表現方法や使用する文言については後で考えたのでかまいませんので、まずはターゲットに対して伝えたいことをひとつずつ書き出してみます。
- 平日の夜も営業している
- 18時以降の予約も歓迎
- 仕事帰りにネイルの施術が受けられる
- 土日よりもお得に施術が受けられる(平日割引を導入している場合)
- 大人女子にピッタリなデザインを提案してもらうことができる
- 1級ネイリストが在籍している
思いつく限りのアピールポイントを書きだしたら、最初に検討した課題とその解決策に照らし合わせてみましょう。すると、メインとなるキャッチコピーでアピールすべきポイントが見えてきます。
この事例では、「平日の夜も営業していること」「仕事帰りに施術が受けられること」をキャッチコピーでアピールするといいでしょう。
(5)ターゲットの気持ちになってみる
ターゲットやアピールポイントが見えてきたら、ここで一度、ターゲットの気持ちになってみましょう。30~40代の働く女性になりきり、どんなキャッチフレーズに興味を持つのか、どんな表現ならば心に響くのか、真剣に考えてみるのです。
この作業はキャッチフレーズの集客効果を高めるうえで非常に重要なものですので、必ず行うことをおすすめします。

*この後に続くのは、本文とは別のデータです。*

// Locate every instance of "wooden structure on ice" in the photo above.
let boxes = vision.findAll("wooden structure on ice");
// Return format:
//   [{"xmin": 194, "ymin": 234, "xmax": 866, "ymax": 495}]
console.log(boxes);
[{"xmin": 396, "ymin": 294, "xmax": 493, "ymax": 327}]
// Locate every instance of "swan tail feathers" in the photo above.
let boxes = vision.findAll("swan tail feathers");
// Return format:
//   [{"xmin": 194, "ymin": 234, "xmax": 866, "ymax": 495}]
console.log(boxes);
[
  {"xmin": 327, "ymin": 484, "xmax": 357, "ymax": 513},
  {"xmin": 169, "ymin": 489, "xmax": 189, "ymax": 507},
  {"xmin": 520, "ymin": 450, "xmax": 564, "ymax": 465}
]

【3】より効果的な表現方法とは?キャッチコピー作りのポイント
ひととおりの準備ができたら、いよいよキャッチフレーズ作りの始まりです。ここからは人の興味を惹くための表現方法や使用するフレーズ、文字数などについて考えていかなければなりません。では、人の興味を惹くキャッチフレーズには、どのような特徴があるのでしょうか。
(1)キャッチコピーは短く簡潔に
キャッチコピーは、できるだけ短く簡潔なものにしましょう。理由はいたってシンプルで、短い方が読んでもらえる確率が高くなるからです。
そもそもキャッチフレーズは、人の目を引いて広告を「読もう」と思わせるためのものです。そのため長くてわかりにくいキャッチフレーズでは、人の目にとまりにくくなってしまいます。
キャッチフレーズを作るときはアピールポイントを書き出し、削れる部分がないか考えてみましょう。
アピールポイントが「平日の夜も営業していて、仕事帰りに施術を受けることができます」ということなのであれば、余分な部分を限界まで削り、
「仕事帰りなど、平日の夜も施術を受けることができます」
↓
「平日の仕事帰りに施術を受けることができる」
というところまで短くしていくのです。
(2)キャッチコピーはリズム感が命
キャッチコピーを考えるときは、そのリズム感についても意識してみましょう。
例えば人気牛丼チェーン「吉野家」のキャッチフレーズを見てみると、「はやい・やすい・うまい」となっています。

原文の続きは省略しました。